Sudah setahun-sejak tinggal di Pekanbaru aku mendengar nama Pulau Penyengat dengan Masjid Raya Sultan Riau yang terkenal, tentunya.Alhamdulillah aku berkesempatan mengunjungi pulau tersebut.
Pulau Penyengat luasnya hanya 3,5 kilometer, terletak di sebelah barat Kota Tanjungpinang. Diantara Pulau Penyengat dan Tanjungpinang terdapat selat yang lebarnya sekitar 1,5 kilometer. Pulau Penyengat ditempuh ±15 menit dengan perahu, cukup dengan merogoh kocek 10.000 rupiah/pp. Dinamakan Penyengat konon ceritanya Pulau yang berhadapan dengan kuala Sungai Riau ini selalu menjadi tempat perhentian pelaut-pelaut yang lewat di kawasan ini, terutama untuk mengambil air tawar. Orang Tua-tua tempatan bercerita, sekali peristiwa pelaut-pelaut yang datang mengambil air itu diserang oleh sejenis lebah yang disebut penyengat. Karena serangga itu sampai menimbulkan korban jiwa, hewan itu dianggap sakti pula, sejak itulah pulau ini dinamakan Pulau Penyengat Indra Sakti, selanjutnya lebih dikenal Penyengat saja sampai sekarang.

Obyek yang dapat dikunjungi meliputi Masjid Raya Sultan Riau, Makam engku Putri Raja Hamidah, Makam Raja Haji Fisabilillah, Makam Raja Jakfar, Makam Raja Abdurrahman, Istana Kantor, Balai Adat Indra Perkasa. Untuk berkeliling cukup membayar 20.000 rupiah dengan menggunakan sepeda motor.
Masjid Raya Sultan Riau ini pada hari Jumat selalu ramai dikunjungi orang dari luar Pulau untuk sholat Jumat. Masjid ini didominasi warna kuning. Ada 13 kubah di masjid itu yang susunannya bervariasi. Ditambah dengan empat menara yang masing-masing memiliki ketinggian sekitar 19 meter, dan bubung yang dimiliki masjid tersebut sebanyak 17 buah. Angka ini diartikan sebagai jumlah rakaat shalat. Masjid yang tercatat dalam sejarah sebagai merupakan satu-satunya peninggalan Kerajaan Riau-Lingga yang masih ada ini berukuran sekitar 54 x 32 meter. Ukuran bangunan induknya sekitar 29 x 19 meter.

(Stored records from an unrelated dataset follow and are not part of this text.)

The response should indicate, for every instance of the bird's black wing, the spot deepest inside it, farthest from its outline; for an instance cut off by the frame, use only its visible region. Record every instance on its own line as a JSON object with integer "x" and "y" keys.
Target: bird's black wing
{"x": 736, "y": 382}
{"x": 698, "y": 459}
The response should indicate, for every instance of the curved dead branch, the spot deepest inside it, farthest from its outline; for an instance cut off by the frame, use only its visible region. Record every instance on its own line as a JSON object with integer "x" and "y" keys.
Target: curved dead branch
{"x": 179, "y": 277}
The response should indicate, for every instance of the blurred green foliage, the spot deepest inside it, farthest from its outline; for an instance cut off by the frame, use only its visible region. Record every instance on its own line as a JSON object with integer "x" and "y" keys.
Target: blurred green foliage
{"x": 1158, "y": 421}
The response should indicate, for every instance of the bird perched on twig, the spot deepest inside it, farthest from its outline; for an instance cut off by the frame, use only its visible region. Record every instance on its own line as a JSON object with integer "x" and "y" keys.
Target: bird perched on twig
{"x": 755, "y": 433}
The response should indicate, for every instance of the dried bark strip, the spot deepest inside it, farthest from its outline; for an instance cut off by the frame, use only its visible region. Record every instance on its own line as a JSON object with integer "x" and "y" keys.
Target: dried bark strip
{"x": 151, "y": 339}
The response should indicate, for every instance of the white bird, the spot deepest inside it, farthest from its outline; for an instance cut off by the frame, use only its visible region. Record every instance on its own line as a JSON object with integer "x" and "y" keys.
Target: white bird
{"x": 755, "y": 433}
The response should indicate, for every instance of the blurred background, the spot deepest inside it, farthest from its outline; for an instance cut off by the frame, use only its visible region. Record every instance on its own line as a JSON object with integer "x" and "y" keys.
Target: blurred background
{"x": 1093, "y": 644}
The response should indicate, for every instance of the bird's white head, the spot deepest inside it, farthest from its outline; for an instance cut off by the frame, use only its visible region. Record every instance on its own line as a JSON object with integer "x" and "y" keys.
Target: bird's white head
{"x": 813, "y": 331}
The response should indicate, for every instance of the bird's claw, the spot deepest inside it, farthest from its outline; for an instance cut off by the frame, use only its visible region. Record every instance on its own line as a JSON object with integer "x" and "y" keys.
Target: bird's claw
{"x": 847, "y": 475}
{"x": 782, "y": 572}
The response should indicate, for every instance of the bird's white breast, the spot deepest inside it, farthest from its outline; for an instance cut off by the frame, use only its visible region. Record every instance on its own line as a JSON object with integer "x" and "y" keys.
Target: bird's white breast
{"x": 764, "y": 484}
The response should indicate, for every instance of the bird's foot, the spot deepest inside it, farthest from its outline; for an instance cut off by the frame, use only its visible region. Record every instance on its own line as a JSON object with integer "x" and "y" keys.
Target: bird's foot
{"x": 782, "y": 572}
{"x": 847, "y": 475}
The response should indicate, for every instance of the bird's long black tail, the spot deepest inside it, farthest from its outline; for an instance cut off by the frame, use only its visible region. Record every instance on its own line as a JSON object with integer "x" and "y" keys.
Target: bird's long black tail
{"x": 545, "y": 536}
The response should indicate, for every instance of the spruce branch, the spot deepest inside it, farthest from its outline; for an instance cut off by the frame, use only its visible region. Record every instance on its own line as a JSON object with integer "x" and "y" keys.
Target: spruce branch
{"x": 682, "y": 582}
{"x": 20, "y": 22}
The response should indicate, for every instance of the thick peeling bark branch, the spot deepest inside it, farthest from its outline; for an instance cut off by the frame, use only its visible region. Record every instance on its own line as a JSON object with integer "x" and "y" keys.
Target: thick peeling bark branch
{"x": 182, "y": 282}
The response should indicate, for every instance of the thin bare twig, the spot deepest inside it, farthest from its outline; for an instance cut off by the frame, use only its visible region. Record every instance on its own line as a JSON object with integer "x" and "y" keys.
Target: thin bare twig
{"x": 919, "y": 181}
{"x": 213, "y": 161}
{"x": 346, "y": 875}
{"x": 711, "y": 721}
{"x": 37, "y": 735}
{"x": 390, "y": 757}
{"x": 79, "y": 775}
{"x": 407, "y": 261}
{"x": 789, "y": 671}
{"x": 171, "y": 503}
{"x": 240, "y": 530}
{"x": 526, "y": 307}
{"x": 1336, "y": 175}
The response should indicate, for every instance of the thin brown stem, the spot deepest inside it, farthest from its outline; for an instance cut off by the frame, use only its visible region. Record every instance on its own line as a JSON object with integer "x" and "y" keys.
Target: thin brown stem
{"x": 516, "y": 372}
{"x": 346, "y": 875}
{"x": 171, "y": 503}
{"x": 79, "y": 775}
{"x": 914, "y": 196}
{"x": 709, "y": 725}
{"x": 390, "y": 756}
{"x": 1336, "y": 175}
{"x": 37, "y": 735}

Sejarahnya, pada tahun 1805 Sultan Mahmud menghadiahkan pulau Penyengat kepada isterinya Puteri Raja Hamidah. Bersamaan dengan itu, dibangun Masjid Sultan. Cuma waktu itu, masjid hanya terbuat dari kayu. Kemudian, keturunan kerajaan setelah itu, Raja Ja'far membangun Penyengat sekaligus memperlebar masjidnya.
Pembangunan masjid secara besar-besaran dilakukan ketika Raja Abdul Rahman memegang jabatan Yang Dipertuan Muda Riau-Lingga (1832-1844) menggantikan Raja Ja'far. Tak lama setelah memegang jabatan itu, pada 1 Syawal tahun 1284 H (1832 M) atau 165 tahun yang lalu, setelah usai shalat Ied, ia menyeru masyarakat untuk bergotong royong membangun masjid.

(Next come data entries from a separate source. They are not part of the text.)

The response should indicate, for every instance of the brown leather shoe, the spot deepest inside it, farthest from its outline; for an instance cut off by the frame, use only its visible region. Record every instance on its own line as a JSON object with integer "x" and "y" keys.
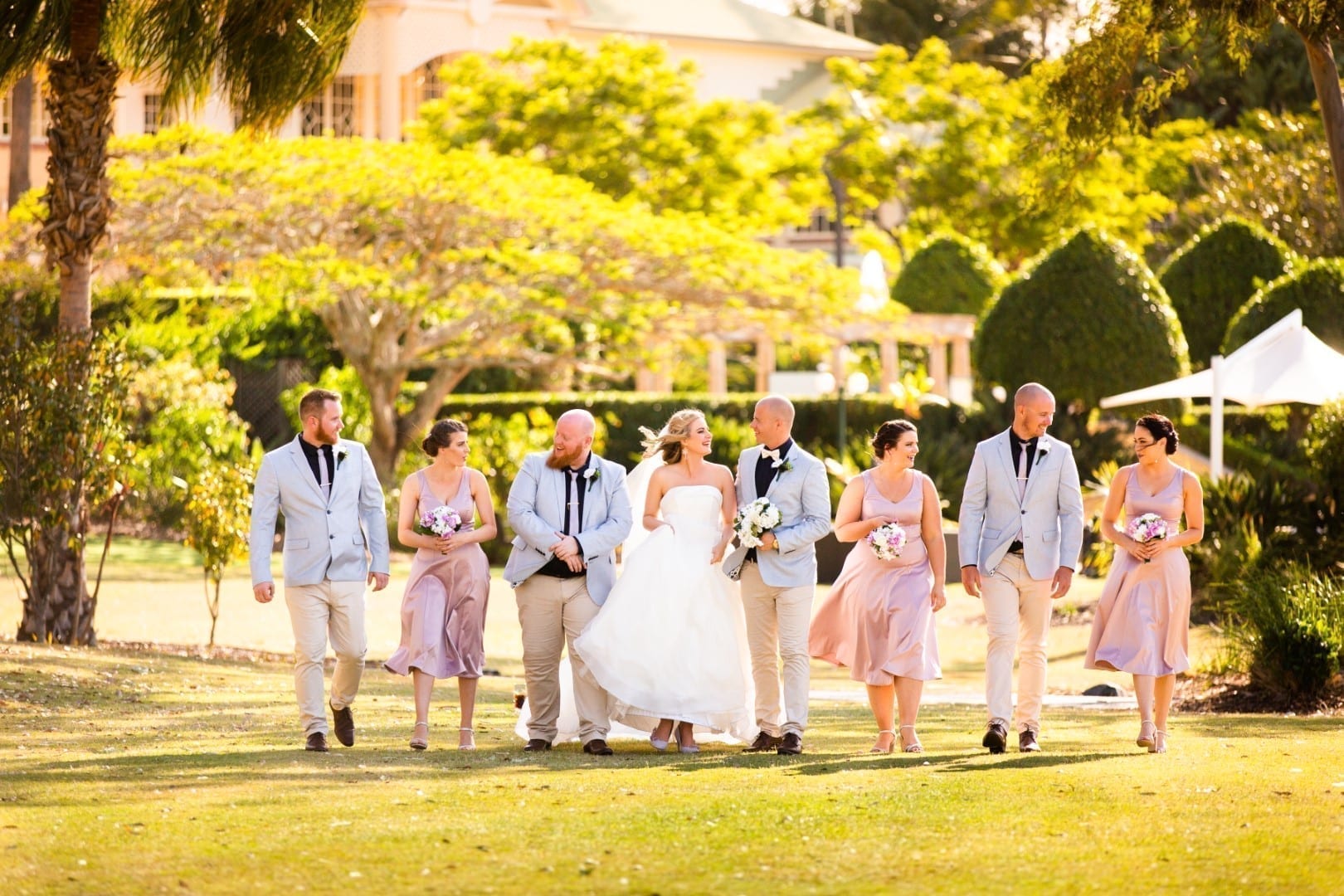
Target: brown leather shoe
{"x": 344, "y": 724}
{"x": 763, "y": 743}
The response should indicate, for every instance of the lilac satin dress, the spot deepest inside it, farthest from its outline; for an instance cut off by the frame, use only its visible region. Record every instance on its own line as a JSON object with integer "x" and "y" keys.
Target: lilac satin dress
{"x": 878, "y": 618}
{"x": 1142, "y": 618}
{"x": 444, "y": 609}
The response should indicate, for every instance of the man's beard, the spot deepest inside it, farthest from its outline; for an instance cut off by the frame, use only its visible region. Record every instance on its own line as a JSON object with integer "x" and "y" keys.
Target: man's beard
{"x": 558, "y": 461}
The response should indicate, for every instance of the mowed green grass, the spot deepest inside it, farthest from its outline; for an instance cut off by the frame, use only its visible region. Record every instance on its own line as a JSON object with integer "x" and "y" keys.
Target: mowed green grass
{"x": 134, "y": 772}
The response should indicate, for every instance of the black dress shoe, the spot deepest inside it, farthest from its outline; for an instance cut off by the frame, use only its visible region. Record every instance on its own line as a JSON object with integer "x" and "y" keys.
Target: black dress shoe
{"x": 996, "y": 738}
{"x": 344, "y": 724}
{"x": 763, "y": 743}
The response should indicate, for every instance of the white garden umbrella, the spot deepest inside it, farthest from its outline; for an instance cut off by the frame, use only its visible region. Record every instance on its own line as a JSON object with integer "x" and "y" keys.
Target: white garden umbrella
{"x": 1285, "y": 363}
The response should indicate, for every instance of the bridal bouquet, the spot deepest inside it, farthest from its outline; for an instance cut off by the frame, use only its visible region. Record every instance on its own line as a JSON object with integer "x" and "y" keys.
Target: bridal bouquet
{"x": 754, "y": 520}
{"x": 442, "y": 520}
{"x": 888, "y": 540}
{"x": 1146, "y": 528}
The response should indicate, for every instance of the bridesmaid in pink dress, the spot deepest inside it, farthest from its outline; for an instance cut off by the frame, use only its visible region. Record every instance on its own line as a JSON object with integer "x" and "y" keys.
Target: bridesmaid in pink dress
{"x": 444, "y": 609}
{"x": 1142, "y": 617}
{"x": 878, "y": 617}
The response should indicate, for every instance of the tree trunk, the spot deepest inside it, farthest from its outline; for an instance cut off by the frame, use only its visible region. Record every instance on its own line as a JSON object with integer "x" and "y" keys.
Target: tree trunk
{"x": 1327, "y": 80}
{"x": 78, "y": 202}
{"x": 60, "y": 610}
{"x": 21, "y": 139}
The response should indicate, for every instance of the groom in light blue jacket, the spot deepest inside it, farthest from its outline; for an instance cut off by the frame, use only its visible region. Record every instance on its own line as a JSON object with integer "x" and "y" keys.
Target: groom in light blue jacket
{"x": 1020, "y": 535}
{"x": 570, "y": 511}
{"x": 778, "y": 579}
{"x": 335, "y": 539}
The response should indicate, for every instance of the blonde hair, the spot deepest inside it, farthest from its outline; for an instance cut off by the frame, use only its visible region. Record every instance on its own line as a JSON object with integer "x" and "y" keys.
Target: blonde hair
{"x": 675, "y": 434}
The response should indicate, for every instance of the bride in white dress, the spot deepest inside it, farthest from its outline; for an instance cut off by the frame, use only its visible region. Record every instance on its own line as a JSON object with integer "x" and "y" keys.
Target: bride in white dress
{"x": 670, "y": 644}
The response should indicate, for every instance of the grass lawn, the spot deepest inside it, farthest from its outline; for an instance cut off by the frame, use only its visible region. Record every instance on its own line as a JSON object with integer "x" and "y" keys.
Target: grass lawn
{"x": 129, "y": 772}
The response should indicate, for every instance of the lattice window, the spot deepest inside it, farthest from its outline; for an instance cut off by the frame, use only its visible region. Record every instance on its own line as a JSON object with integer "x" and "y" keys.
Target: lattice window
{"x": 331, "y": 110}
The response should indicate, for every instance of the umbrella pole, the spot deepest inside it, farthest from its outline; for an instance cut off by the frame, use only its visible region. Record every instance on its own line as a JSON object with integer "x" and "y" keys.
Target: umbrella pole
{"x": 1215, "y": 421}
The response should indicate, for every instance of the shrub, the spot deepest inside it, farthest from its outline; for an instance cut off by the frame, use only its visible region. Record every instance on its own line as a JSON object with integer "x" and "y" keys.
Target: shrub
{"x": 1326, "y": 449}
{"x": 1317, "y": 288}
{"x": 949, "y": 275}
{"x": 1088, "y": 320}
{"x": 1214, "y": 275}
{"x": 1291, "y": 624}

Dalam gotong royong itulah, masyarakat membawa berbagai perbekalan. Termasuk telur. Karena berlimpah, banyak putih telur yang tidak habis dimakan. Dan oleh pekerja, putih telur itu dijadikan campuran adukan. Menurut mereka, dengan campuran putih telur, bangunan akan lebih kokoh dan tahan lama.
Selain bangunan yang indah, masjid Penyengat menyimpan mushaf Alquran tulisan tangan yang diletakkan dalam peti kaca di depan pintu masuk. Mushaf ini ditulis oleh putera Riau yang dikirim belajar ke Turki pada tahun 1867. Namanya, Abdurrahman Istambul.

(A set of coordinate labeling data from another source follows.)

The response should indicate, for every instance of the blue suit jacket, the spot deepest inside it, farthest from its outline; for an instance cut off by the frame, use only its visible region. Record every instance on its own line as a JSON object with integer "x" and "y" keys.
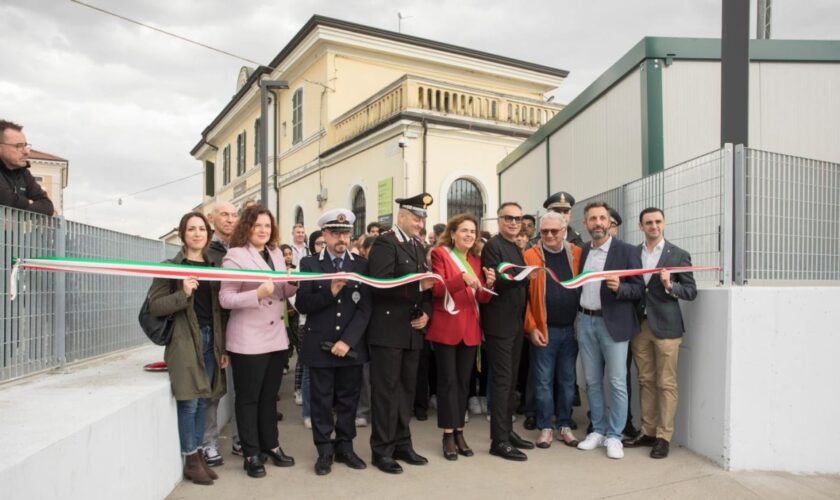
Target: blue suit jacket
{"x": 619, "y": 308}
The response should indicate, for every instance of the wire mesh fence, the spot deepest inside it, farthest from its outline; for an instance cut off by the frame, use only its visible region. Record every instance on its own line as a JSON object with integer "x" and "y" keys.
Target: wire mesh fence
{"x": 60, "y": 317}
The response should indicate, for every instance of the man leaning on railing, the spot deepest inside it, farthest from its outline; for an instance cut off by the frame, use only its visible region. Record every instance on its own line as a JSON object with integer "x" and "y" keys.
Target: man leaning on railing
{"x": 18, "y": 188}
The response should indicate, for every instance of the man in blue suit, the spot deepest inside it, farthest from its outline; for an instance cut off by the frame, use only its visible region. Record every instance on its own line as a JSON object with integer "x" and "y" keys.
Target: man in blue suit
{"x": 605, "y": 323}
{"x": 333, "y": 345}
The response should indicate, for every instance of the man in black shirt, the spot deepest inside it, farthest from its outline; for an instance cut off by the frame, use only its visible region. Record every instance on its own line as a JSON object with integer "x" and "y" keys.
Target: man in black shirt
{"x": 501, "y": 321}
{"x": 18, "y": 189}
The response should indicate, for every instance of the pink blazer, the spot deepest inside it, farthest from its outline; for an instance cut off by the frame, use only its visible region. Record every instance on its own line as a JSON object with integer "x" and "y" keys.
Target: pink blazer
{"x": 255, "y": 326}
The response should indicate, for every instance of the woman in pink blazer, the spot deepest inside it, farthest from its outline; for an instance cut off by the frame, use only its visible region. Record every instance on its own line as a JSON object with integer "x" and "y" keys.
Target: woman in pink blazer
{"x": 257, "y": 341}
{"x": 454, "y": 338}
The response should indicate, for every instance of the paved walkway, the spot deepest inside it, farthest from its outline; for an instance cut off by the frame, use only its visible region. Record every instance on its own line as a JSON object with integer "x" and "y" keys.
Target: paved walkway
{"x": 553, "y": 473}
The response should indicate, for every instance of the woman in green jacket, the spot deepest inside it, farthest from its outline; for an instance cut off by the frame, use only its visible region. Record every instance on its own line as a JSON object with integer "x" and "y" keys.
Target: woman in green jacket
{"x": 195, "y": 356}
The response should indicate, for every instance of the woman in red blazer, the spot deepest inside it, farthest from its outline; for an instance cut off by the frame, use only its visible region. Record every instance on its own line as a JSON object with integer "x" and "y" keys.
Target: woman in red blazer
{"x": 455, "y": 337}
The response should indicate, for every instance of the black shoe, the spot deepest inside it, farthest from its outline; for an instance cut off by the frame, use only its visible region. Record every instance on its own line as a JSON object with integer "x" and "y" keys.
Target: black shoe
{"x": 253, "y": 466}
{"x": 323, "y": 465}
{"x": 450, "y": 451}
{"x": 530, "y": 423}
{"x": 630, "y": 431}
{"x": 409, "y": 456}
{"x": 522, "y": 444}
{"x": 640, "y": 440}
{"x": 387, "y": 464}
{"x": 507, "y": 451}
{"x": 279, "y": 458}
{"x": 660, "y": 449}
{"x": 350, "y": 459}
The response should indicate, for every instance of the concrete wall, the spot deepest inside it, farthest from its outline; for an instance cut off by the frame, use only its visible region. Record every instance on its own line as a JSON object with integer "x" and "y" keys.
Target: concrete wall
{"x": 104, "y": 429}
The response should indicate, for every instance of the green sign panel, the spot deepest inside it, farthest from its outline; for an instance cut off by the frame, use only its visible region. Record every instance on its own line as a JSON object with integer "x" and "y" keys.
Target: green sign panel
{"x": 386, "y": 196}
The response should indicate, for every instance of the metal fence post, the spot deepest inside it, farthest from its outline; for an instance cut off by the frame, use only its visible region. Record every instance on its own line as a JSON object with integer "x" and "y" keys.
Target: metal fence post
{"x": 60, "y": 294}
{"x": 739, "y": 206}
{"x": 726, "y": 218}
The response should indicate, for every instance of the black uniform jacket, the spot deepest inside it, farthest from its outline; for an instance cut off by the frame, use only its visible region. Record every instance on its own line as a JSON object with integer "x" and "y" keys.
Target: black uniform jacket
{"x": 393, "y": 255}
{"x": 332, "y": 318}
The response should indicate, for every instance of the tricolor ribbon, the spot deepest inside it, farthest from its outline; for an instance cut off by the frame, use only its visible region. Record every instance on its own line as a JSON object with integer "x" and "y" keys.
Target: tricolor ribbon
{"x": 589, "y": 276}
{"x": 204, "y": 273}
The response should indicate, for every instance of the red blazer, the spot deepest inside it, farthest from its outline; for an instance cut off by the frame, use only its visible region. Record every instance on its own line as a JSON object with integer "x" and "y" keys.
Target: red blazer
{"x": 445, "y": 328}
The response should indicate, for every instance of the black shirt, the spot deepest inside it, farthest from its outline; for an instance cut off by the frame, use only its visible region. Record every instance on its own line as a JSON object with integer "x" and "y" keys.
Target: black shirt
{"x": 202, "y": 302}
{"x": 560, "y": 303}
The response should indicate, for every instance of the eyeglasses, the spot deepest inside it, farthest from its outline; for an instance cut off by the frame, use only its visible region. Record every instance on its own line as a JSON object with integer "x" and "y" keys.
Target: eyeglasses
{"x": 20, "y": 146}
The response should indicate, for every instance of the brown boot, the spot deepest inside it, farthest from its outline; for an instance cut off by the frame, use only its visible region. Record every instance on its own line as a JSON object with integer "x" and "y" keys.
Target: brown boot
{"x": 194, "y": 471}
{"x": 207, "y": 468}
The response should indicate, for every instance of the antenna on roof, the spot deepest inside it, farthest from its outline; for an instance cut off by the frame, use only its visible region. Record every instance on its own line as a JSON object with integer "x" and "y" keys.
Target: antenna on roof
{"x": 400, "y": 17}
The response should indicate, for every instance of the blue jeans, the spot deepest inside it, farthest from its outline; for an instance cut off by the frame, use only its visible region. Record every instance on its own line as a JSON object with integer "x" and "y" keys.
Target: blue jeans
{"x": 192, "y": 412}
{"x": 304, "y": 393}
{"x": 599, "y": 351}
{"x": 554, "y": 366}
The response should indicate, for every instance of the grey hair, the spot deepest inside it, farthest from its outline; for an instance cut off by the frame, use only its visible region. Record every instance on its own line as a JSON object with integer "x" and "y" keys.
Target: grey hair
{"x": 555, "y": 216}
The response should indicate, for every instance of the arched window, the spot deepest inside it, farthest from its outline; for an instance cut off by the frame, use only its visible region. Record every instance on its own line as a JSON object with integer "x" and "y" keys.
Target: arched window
{"x": 464, "y": 196}
{"x": 359, "y": 211}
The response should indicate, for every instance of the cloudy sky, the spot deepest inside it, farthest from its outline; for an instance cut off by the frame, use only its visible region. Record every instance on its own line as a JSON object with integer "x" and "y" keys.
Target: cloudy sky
{"x": 126, "y": 104}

Di Pulau ini selain terdapat banyak benda-benda peninggalan sejarah, terdapat pula objek lainnya yang cukup menarik, seperti alamnya yang cukup indah, baik di pantai maupun di bukit-bukit serta dapat pula menyaksikan perkampungan tradisional penduduk, Balai Adat dan atraksi kesenian. Jaraknya yang dekat dengan Kota Tanjungpinang serta sarana perhubungan yang lancar, memberi kemudahan bagi wisatawan untuk mengunjungi Pulau Penyengat Indra Sakti ini. Sayangnya peninggalan bersejarah ini nampak kurang terawat -seperti Istana Kantor- sehingga mengurani keindahannya.